What happened

Shares of Restaurant Brands International (NYSE:QSR) jumped 23.2% higher in April, according to data from S&P Global Market Intelligence.

It represented a battle for the restaurant operator to overcome the steep plunge it suffered in March as a result of the coronavirus being declared a pandemic.

A Popeyes chicken sandwich.

Image source: Popeyes Louisiana Kitchen.

So what

Restaurants were among the first businesses ordered closed by the government to help contain the spread of COVID-19, but fast food chains in particular benefited from being allowed to stay open so long as it was for carryout or delivery orders.

A number of casual and family dining chains were hurt because they hadn't established a substantial off-premise business before the crisis struck, but even Restaurant Brands International felt the impact; total revenue fell 3% to $1.23 billion for the first quarter.
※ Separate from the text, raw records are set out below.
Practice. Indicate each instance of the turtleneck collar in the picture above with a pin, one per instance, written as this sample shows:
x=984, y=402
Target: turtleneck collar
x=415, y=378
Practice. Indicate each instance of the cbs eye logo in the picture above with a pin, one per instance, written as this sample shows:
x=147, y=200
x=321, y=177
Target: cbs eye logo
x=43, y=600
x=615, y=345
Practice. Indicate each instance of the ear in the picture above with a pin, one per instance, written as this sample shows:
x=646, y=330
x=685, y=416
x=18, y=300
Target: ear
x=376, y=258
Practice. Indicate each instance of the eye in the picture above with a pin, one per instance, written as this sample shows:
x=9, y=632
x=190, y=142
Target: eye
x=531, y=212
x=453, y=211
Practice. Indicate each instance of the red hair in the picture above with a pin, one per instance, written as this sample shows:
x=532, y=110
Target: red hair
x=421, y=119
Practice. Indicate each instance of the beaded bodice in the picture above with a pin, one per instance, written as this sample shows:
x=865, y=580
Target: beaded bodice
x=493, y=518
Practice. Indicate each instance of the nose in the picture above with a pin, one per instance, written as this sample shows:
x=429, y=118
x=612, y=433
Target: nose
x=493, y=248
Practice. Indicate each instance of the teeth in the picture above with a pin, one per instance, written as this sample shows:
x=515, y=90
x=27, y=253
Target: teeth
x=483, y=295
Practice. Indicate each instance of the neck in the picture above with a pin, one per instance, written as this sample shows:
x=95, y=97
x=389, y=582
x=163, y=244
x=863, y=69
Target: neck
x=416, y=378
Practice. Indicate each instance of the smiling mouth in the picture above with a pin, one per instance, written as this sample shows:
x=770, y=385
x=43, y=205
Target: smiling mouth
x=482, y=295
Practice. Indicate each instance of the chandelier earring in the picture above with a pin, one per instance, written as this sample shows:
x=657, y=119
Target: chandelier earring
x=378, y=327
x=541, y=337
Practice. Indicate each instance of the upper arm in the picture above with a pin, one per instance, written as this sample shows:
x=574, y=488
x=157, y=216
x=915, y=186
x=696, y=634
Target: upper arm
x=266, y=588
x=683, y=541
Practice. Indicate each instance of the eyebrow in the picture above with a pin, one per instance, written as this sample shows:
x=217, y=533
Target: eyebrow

Investors seemed to be counting on the restaurant operator's Popeyes chain carrying it through on the strength of its popular chicken sandwich. This faith was well rewarded: Sales were up 26% for the period, building on the 42% gain in the prior quarter.

Now what

Rival Wendy's (NASDAQ:WEN) has begun removing burgers from its menu because meat shortages are looming due to processing plants closing, and that could be a new crisis that arises from this pandemic. Poultry could be next on the list, which would leave consumers wondering where to turn next.

Restaurant Brands International could be hit with a one-two punch next quarter.